A fé cristã, por conseguinte, é mais uma no panteão das crenças e dos deuses modernos. Evidentemente, esse fator procede das mudanças culturais e sociais de nossa contemporaneidade, principalmente do pluralismo e multiculturalismo. Há, por conseguinte, uma passagem de uma condição de existência “ingênua” para outra realidade na qual a opção religiosa do indivíduo é uma entre muitas outras. O crédulo logo se dá conta de que é “engajado” a um ponto de vista que expressa melhor suas convicções, mas ao mesmo tempo é “desengajado” pelo fato de ocupar um ponto de vista entre uma gama de perspectivas possíveis.

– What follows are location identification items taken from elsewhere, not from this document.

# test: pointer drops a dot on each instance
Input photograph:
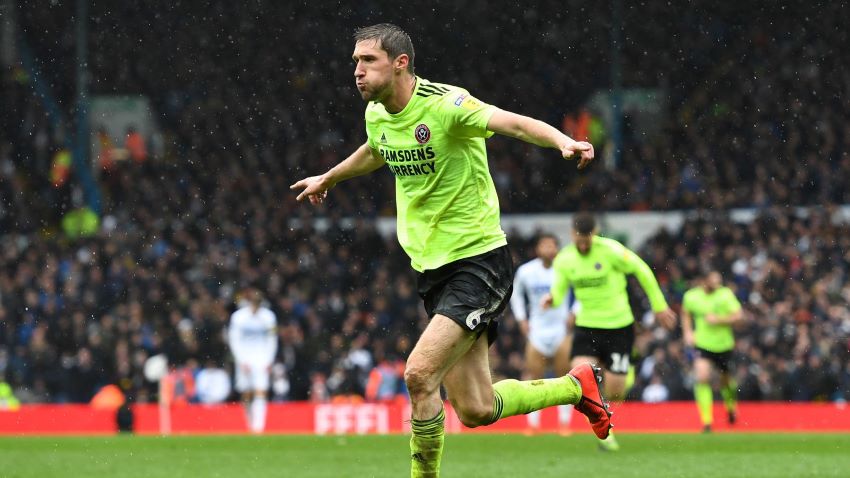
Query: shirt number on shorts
(620, 363)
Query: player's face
(373, 71)
(583, 242)
(547, 249)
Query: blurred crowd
(252, 97)
(791, 273)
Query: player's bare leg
(703, 394)
(729, 392)
(535, 367)
(561, 365)
(441, 345)
(448, 353)
(469, 392)
(470, 387)
(246, 407)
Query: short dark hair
(393, 40)
(584, 223)
(548, 235)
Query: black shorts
(612, 346)
(472, 291)
(722, 360)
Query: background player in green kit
(431, 137)
(596, 268)
(708, 313)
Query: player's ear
(401, 62)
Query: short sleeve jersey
(599, 282)
(446, 200)
(721, 302)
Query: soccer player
(708, 313)
(253, 340)
(431, 138)
(595, 268)
(546, 331)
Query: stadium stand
(253, 112)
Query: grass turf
(642, 455)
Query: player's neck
(402, 92)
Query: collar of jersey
(407, 107)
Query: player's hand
(546, 302)
(315, 188)
(583, 149)
(667, 318)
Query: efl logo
(346, 418)
(422, 133)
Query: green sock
(705, 398)
(513, 397)
(730, 395)
(426, 446)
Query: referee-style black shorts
(722, 360)
(473, 291)
(612, 346)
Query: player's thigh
(702, 369)
(468, 383)
(535, 362)
(561, 360)
(439, 347)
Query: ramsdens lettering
(407, 155)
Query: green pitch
(467, 456)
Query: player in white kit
(547, 331)
(252, 336)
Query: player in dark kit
(431, 138)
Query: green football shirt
(599, 283)
(722, 302)
(447, 203)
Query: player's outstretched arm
(362, 161)
(537, 132)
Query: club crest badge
(422, 133)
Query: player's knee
(475, 415)
(419, 381)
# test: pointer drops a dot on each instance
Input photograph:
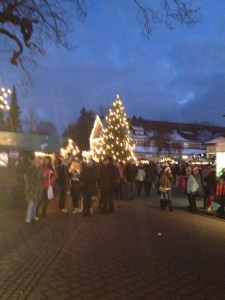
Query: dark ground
(139, 252)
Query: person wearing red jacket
(48, 179)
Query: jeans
(129, 190)
(31, 210)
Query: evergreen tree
(81, 130)
(13, 121)
(115, 140)
(2, 120)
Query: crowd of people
(109, 180)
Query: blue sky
(175, 75)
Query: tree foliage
(81, 130)
(115, 140)
(26, 25)
(2, 120)
(13, 122)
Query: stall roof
(217, 140)
(30, 142)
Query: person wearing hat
(166, 179)
(210, 187)
(193, 188)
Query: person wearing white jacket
(193, 188)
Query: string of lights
(3, 96)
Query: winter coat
(49, 178)
(140, 175)
(108, 177)
(33, 184)
(88, 181)
(210, 184)
(166, 180)
(192, 184)
(130, 172)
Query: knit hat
(167, 169)
(188, 169)
(195, 168)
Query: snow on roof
(204, 135)
(150, 133)
(143, 149)
(216, 141)
(137, 127)
(175, 136)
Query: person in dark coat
(63, 182)
(112, 179)
(130, 173)
(88, 186)
(210, 188)
(107, 180)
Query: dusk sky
(175, 75)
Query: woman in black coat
(88, 185)
(209, 188)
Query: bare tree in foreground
(26, 25)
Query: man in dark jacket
(130, 174)
(62, 180)
(107, 179)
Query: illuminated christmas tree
(115, 140)
(70, 150)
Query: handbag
(50, 192)
(162, 189)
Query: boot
(162, 204)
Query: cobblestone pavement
(139, 252)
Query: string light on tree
(116, 140)
(70, 149)
(3, 95)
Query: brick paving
(139, 252)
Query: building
(216, 148)
(14, 145)
(155, 140)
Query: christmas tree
(115, 140)
(70, 150)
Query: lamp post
(3, 95)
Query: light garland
(70, 150)
(3, 95)
(115, 140)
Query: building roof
(217, 140)
(30, 142)
(189, 132)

O que torna possível esse reconhecimento ou mudança é a ruptura com o background, ou pano de fundo que sustentava anteriormente uma perspectiva “ingênua” e possibilita a substituição dela por uma estrutura “reflexiva”. A passagem de uma para outra só foi possível pela mudança de background, isto é, de todo o contexto que sustentava e sustenta cada uma das duas perspectivas. Assim, a fé em Deus, como afirma o autor, não é mais axiomática; e crer em Deus hoje não é mais como em 1500 ou 2000. O autor nesse ponto se interroga acerca da razão pela qual a sociedade passou de uma condição na qual as pessoas viviam ingenuamente por meio de uma cosmovisão teísta, para outra na qual a descrença tornou-se a principal opção padrão. Isto significa interrogar-se acerca do desaparecimento da estrutura “ingênua” e o surgimento da estrutura “reflexiva”.
Segundo Taylor, foi a chegada do humanismo exclusivo como uma opção disponível que possibilitou toda essa nova condição. Esse humanismo é antropocêntrico e se define como a medida de todas as coisas, parafraseando Pitágoras. Trata-se de uma perspectiva da vida que se concentra na capacidade do homem em construir para si um mundo livre e autônomo de Deus ou do sagrado como explicação da existência. Essa perspectiva que se desdobra ainda mais entre os filósofos da suspeita reafirma, se não a “morte de Deus, seu completo banimento do mundo.
Conclusão
Entre as contribuições mais significativas do autor está o conceito de secularidade como um processo ad intra em vez de ad extra em relação à religião. Até então alguns autores trataram da secularidade como exterior e mesmo contraposto à religião, Taylor, entretanto, a situa como um processo intra-religioso. Isto significa afirmar que a intensidade da secularidade está intrinsecamente relacionada à intensidade com que a religião se manifesta na sociedade. Para Taylor, portanto, a secularidade consiste em novas condições de crença; em uma nova feição da experiência que incita a crença e é definida por ela, em um novo contexto no qual toda busca e todo questionamento acerca do moral e do espiritual devem ser conduzidos. Haveria lugar ainda para se destacar alguns conceitos caros para o teórico, como por exemplo: “contexto de compreensão”; “plenitude”; “religião”, além de analisar a questão fenomenológica no escrito.